20|Ruhu, çocukluğuna esir düşmüş adam

4.6K 636 536
                                    

Öncelikle selamun aleykum. Nasılsınız?

Bölüme geçmeden önce belirtmek istiyorum ki, okunma sayısıyla beraber yorum ve oylama çok az. Bu benim moodumu feci bir şekilde düşürüyor. Emeğimin karşılığı güzel yorumlar ve oylamalar. Lakin bunu kimse umursamıyor.

Bu yüzden bölümlere bu durum düzelene kadar sınır koyacağım.

Sınır; 500 yorum, 500 oylama ve 4 bin okunma sayısı.

Bunlar olmadığı sürece, yazma hevesim gidiyor.

Her şeye rağmen yanımda hep olan ve yorumlarıyla yüzümü güldüren canlarım, gerçekten iyi ki varsınız. Sadece onlar değil hepiniz...

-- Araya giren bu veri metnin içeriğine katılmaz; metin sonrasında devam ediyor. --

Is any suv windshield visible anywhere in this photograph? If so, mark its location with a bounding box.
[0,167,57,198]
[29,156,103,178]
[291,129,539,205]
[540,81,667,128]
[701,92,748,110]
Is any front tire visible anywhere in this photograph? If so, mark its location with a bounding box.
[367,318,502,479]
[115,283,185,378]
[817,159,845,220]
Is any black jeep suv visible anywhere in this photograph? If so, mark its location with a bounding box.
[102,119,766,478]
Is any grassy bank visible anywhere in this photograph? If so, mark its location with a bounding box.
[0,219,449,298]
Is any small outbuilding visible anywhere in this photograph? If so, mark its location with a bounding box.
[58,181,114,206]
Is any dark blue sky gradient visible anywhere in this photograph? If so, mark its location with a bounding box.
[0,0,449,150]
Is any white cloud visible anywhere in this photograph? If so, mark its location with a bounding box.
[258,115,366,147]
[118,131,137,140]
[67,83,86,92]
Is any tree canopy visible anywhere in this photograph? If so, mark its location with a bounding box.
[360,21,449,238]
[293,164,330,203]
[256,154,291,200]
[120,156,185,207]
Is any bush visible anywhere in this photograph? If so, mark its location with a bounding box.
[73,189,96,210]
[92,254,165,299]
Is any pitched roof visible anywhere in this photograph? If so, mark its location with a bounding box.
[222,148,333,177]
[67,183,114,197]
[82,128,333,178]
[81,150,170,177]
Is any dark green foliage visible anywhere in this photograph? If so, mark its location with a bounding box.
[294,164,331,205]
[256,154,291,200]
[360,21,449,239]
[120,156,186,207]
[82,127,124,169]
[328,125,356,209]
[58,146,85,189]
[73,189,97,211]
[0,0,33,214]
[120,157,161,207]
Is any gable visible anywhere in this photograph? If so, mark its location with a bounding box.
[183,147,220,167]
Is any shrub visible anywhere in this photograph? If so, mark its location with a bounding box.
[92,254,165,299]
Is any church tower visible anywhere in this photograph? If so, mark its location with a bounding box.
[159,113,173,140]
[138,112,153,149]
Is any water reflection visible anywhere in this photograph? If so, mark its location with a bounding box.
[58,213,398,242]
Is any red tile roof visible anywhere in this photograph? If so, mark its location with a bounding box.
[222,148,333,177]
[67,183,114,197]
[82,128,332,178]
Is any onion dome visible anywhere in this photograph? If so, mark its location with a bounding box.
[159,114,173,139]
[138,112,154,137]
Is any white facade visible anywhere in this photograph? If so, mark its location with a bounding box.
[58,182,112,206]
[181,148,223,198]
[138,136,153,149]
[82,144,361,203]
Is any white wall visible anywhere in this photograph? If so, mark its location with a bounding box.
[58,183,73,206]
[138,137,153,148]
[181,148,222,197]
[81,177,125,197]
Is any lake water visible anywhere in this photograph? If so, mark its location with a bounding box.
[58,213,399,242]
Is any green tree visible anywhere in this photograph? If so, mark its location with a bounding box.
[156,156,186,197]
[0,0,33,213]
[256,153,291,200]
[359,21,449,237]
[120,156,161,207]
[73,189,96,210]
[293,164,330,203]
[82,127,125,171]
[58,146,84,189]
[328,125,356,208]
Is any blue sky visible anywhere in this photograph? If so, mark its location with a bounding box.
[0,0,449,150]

O zaman artık bölüme geçelim. KEYİFLİ OKUMALAR!

20|Ruhu, çocukluğuna esir düşmüş adam.

2 hafta sonra.


"Kızım! Kar yenmez, oynanır!"

"Anem! Oyuy!"

"Hayır efendim, oturamam."

Aniden yere yüz üstü düşen İnci, bir kaç saniye sessizliğe büründü. Henüz yürüyemiyordu, gerçi yürümek istemiyordu ama bir an denemişti. Peki sonuç? Yüz üstü, bembeyaz karların üzerine düşmek, hatta içine girmek. Kollarının altından onu tutar tutmaz kaldırırken, dilini burnunun ucuna getirmeye çalıştı. Aklınca karı yemeye çalışıyordu.

Ben yüzünü temizlerken, avuç içine kar alıyor, dikkatim dağılır dağılmaz ağzına atıyordu. Aynen şimdi olduğu gibi.

"Anneciğim hastalanacaksın, hadi bırak!"

Poposu üste kendini bırakırken, bacaklarını ve kollarını aralayarak geriye yattı. Ağzından buharlar çıkarken, minik dişlerini gıcırdatıyordu.

"Artık içeriye geçmemiz gerekiyor. Burnunun ucu kızarmış." dedim gülerek. Ellerini yere koyarken, poposunu kaldırarak, ayağa kalktı. İki elinide kaldırarak, kendini dengede tutmaya çalıştı. Alt dudağımı dişlerimin arasına alırken, heyecanla ne yapacağını beklemeye başladım. Tam tamıma 3 adım atarak, kendini yoğun karların olduğu yere tekrardan yüz üstü bıraktı. Bu kez şaşkınlıkla bakarken, kucağıma aldığım gibi içeriye girdim. Mutfaktan arka bahçeye giriş vardı. Bu yüzden mutfağa girerken, ayakkabımı çıkarttım. Bir kolumda İnci, bir elim de ayakkabılarım içeriye adımladım.

Önce bir güzel duşumuzu alarak, üzerimize kazak ve tayt giydik. Ardından içimizi ısıtmak adına beraber sıcak çikolata ve patlamış mısır hazırlamıştık. Şimdiyse oturma odasında oturmuş, televizyon izliyordu. Ben ise televizyonun altındaki komodinin üzerinde duran, saksıyı suluyordum. Saksının içinde Mine çiçeği vardı. Senelerdir benim yüzümden hiç açmayan çiçek, bu kez yeşermeye başlamıştı. Belki de iki hafta boyunca, hissettiğim sevgi yüzündendir. Turan bu iki hafta boyunca bana öyle güzel hissettirmişti ki, tüm yaralarımın iyileştiğini hissediyordum.

Her akşam eve gelir gelmez, beni arıyor, bana sarılıyor, beni öpüyor ve güzel sözleriyle beni mutlu ediyordu. Her akşam gelirken de, cebine sakladığı çikolatayı bana uzatıyordu. Bunu sadece affetmem için yapmıyordu aksine bunu yaparken sadece ben değil kendini de mutlu ediyordu. Mutluluğum, küçücük bir tebessümüm bile onu mutlu ediyordu.

İç çekerek, elimdeki boş bardağı komodine bıraktım. Geri koltuğa oturarak, kızımı kucağıma aldım. Çiğneme sesi kulağıma gelirken, kıkırdım. Çok tatlı çiğniyordu.